This protocol applies to fit patients diagnosed with localised, limited-stage extranodal NK/T-cell lymphoma (stage I or II) who are able to tolerate chemotherapy and are eligible for haematopoietic stem-cell transplantation (HSCT).
The patient is fit, with disease confined to limited stage (I–II), and is a candidate for combined modality treatment. HSCT eligibility is a defining feature of this scenario and directly shapes the treatment regimen selected.
The approach combines involved-site radiotherapy with an anthracycline-free, L-asparaginase-containing chemotherapy regimen — the full protocol details timing, scheduling options, substitution in the event of L-asparaginase hypersensitivity, and criteria for consolidative HSCT in responding high-risk patients.
EBV DNA in peripheral blood serves as a key biomarker of treatment response and is monitored alongside imaging-based assessment throughout therapy.
DOI: 10.1016/j.annonc.2025.01.023
For fit patients with localised stage I–II disease, concomitant, interposed ('sandwich schedule') or rapidly sequential chemoradiotherapy (CRT), with an early RT dose of 50 Gy and a platinum- and/or L-asparaginase-containing regimen, have been applied.
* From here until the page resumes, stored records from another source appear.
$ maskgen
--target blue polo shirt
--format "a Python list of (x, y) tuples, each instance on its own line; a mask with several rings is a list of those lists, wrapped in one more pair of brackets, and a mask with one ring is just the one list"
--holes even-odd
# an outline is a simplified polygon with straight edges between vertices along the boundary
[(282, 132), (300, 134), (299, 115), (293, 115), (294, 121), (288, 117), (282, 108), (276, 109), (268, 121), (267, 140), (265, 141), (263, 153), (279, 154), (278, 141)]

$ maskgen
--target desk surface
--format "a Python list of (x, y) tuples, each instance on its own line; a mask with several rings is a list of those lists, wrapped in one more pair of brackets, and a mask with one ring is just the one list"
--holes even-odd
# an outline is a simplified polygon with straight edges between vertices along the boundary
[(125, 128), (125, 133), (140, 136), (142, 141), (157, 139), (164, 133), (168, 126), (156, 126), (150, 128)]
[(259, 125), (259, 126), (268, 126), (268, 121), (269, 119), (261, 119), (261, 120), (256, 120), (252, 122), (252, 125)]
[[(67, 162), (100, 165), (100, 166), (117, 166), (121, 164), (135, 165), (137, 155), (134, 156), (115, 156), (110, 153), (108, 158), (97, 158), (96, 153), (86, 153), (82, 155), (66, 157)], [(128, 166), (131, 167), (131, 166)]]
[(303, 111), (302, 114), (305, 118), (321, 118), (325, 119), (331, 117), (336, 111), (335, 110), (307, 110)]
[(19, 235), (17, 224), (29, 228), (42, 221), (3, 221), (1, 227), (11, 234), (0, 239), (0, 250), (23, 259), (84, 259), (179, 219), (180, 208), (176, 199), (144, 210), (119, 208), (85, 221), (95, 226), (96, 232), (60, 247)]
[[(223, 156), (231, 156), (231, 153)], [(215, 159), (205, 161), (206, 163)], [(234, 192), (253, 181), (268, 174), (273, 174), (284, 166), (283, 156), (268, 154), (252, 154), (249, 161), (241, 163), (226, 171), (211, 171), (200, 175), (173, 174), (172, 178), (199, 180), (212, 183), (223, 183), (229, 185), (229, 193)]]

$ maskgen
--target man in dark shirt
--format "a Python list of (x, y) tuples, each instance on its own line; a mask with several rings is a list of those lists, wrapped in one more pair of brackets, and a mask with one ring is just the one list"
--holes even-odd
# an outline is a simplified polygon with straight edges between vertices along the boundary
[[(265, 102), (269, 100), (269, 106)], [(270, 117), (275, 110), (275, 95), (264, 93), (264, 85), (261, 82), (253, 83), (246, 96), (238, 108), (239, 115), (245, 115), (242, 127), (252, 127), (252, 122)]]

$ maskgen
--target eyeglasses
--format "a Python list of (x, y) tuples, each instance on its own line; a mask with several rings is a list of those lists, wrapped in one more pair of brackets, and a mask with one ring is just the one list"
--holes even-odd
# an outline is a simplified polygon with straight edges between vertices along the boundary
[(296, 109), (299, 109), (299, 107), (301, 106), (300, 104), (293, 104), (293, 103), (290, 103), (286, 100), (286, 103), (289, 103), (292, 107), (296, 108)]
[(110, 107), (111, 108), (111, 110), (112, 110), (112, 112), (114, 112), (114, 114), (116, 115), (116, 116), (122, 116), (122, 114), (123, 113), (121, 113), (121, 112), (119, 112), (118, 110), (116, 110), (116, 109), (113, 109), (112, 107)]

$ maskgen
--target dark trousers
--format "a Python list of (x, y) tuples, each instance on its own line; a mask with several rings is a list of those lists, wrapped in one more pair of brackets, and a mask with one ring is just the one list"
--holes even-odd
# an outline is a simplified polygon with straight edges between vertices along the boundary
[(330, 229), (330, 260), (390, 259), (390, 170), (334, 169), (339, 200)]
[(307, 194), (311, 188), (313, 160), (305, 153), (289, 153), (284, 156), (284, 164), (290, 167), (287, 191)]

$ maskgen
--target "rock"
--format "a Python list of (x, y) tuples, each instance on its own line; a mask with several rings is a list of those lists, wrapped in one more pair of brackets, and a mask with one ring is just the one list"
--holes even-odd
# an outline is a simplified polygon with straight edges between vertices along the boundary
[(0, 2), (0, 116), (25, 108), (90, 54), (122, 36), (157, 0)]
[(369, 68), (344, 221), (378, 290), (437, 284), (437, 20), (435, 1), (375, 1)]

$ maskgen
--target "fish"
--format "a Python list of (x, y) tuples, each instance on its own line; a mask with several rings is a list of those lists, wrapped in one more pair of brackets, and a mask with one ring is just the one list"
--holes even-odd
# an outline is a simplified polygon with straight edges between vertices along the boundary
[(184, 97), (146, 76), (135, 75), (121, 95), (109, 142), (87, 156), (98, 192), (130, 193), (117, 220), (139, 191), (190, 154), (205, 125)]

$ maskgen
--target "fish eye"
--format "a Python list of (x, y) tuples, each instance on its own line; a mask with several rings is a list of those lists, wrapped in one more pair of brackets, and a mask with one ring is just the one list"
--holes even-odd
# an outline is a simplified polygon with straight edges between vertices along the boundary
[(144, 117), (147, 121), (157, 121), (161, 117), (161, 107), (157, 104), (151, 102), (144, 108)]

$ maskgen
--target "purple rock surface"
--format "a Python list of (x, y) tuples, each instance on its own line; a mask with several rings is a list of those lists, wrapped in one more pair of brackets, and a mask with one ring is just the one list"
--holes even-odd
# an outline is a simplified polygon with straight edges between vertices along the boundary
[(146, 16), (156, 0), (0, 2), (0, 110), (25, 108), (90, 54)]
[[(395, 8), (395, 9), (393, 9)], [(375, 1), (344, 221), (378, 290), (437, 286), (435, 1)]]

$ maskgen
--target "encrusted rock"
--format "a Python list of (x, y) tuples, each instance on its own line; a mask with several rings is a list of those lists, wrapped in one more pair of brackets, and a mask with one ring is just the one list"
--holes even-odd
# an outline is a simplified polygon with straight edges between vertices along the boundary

Fit patients with limited-stage disease should receive ISRT (50 Gy) with concurrent, interposed or sequential anthracycline-free, L-asparaginase-containing ChT [e.g. DDGP or modified SMILE (mSMILE) for HSCT-eligible and AspMetDex or P-GEMOX for HSCT-ineligible patients] [II, A].
If available, crisantaspase (Erwinia chrysanthemi-derived L-asparaginase) is recommended for patients who have developed hypersensitivity or inactivating antibodies to Escherichia coli-derived L-asparaginase [III, A; not EMA or FDA approved in ENKTCL].
In HSCT-eligible responding high-risk patients, consolidative auto- or allo-HSCT can be considered [III, B].
EBV DNA in peripheral blood should be monitored by quantitative PCR at baseline and during therapy as a biomarker of response, in addition to imaging-based response assessment [II, A].